Pretend you have a data set and one column, mode looks like this:

mode
-----
high
high
high
low
off
off
off
low


Maybe this is the settings for a machine, maybe it's the settings for a fan, who knows.  One thing that I see quite a bit in newly minted data scientists is leaping to use one-hot encode for categorical variables that don't have too many unique values.

Sometimes this is okay.  But in this case you're losing something: you're losing the fact that, in some sense, off < low < medium < high.  In other words, these things are ordered, and so we call these ordinal categorical variables.

What can we do?  I've seen some pretty wild transformations and functions which encode these, but, ultimately, you need the following: the list of variables and their approximate relative weight with respect to each other — that is, maybe off is 0, maybe low is 1, but maybe high is so much more wild that we want to count it a bit more and we can distance it from low by making its value 5.  That way instead of

off
low
high


we have

0
1
5


Practically, the values you choose will vary — some people just use 0, 1, 2, 3..., and that might be fine.  Either way, we now have a categorical-to-numeric mapping!
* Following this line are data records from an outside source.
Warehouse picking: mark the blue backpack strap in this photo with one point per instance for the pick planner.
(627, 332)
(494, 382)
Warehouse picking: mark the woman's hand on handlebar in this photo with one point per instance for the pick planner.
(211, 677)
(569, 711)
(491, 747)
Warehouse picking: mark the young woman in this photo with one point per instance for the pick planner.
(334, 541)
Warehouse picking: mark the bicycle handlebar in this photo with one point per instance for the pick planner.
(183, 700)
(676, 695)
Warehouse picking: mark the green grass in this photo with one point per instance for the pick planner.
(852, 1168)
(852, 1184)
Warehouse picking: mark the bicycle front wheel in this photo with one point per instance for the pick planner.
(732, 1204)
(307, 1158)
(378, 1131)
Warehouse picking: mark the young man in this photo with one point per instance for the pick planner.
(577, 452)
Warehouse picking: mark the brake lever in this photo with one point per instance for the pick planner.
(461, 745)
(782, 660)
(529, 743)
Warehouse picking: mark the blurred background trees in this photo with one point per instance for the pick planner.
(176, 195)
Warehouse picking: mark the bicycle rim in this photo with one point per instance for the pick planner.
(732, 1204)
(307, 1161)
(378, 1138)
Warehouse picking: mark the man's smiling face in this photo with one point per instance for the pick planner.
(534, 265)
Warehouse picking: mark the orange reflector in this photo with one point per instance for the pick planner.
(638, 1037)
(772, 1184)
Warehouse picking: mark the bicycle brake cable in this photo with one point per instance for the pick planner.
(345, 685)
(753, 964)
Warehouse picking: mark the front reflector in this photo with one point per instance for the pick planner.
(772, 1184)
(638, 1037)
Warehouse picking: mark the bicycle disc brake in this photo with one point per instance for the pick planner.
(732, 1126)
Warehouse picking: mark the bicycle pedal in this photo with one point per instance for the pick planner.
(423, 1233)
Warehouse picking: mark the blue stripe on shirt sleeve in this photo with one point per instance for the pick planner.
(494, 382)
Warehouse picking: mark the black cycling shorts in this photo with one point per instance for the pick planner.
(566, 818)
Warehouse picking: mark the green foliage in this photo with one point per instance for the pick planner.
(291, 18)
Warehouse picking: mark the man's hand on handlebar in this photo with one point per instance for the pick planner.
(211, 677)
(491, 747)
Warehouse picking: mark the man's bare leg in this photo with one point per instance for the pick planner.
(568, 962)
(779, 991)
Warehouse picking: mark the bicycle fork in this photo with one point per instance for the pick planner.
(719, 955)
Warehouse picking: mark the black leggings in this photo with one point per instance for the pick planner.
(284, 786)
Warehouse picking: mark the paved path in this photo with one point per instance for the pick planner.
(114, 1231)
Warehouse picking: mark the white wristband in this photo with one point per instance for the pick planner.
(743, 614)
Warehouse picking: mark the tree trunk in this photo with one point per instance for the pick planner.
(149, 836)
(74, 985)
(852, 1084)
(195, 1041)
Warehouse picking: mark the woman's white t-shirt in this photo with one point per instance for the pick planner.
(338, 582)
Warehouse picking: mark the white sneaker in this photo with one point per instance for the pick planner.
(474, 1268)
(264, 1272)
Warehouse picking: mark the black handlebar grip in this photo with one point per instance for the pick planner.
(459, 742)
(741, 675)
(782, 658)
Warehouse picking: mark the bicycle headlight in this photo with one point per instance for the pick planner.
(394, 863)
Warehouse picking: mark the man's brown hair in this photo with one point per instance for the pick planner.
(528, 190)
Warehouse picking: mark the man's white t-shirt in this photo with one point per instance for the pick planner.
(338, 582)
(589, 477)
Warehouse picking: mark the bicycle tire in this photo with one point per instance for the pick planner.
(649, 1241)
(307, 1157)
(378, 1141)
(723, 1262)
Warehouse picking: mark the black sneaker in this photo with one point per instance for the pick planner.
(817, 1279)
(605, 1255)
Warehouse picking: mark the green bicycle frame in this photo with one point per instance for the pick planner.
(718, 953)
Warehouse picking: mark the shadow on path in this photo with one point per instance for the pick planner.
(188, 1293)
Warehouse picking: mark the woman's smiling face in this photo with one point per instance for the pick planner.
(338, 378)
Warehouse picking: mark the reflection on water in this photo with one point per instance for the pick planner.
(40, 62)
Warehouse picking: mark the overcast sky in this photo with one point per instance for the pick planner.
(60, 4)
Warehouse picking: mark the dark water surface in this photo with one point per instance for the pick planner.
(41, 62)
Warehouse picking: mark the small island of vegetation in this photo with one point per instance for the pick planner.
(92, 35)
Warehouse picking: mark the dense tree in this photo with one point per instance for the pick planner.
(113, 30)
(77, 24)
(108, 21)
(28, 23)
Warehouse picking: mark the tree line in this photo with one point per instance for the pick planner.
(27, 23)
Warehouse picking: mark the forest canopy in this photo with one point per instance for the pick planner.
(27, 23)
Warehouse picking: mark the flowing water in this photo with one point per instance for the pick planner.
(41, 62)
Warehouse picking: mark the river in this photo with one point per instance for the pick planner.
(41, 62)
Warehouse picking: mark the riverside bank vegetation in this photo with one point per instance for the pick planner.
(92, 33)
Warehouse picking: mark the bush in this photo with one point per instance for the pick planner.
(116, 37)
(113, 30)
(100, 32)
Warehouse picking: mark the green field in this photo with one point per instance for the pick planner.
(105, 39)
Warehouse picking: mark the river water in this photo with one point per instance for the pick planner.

My method of mapping this in Python is the following:

# Suppose df is your dataframe with the mode column.

mode_mapping_dict = {
'off': 0,
'low': 1,
'high': 5
}

df['mode_numeric'] = df['mode'].apply(lambda x: mode_mapping_dict[x])


What you get back is pretty much what you'd expect:

 mode  | mode_numeric
------+-------------
'high' |  5
'high' |  5
'high' |  5
'low'  |  1
'off'  |  0
'off'  |  0
'off'  |  0
'low'  |  1


At this point, you can drop and forget about the mode column and use the mode_metric column (which has preserved the order!) in your models.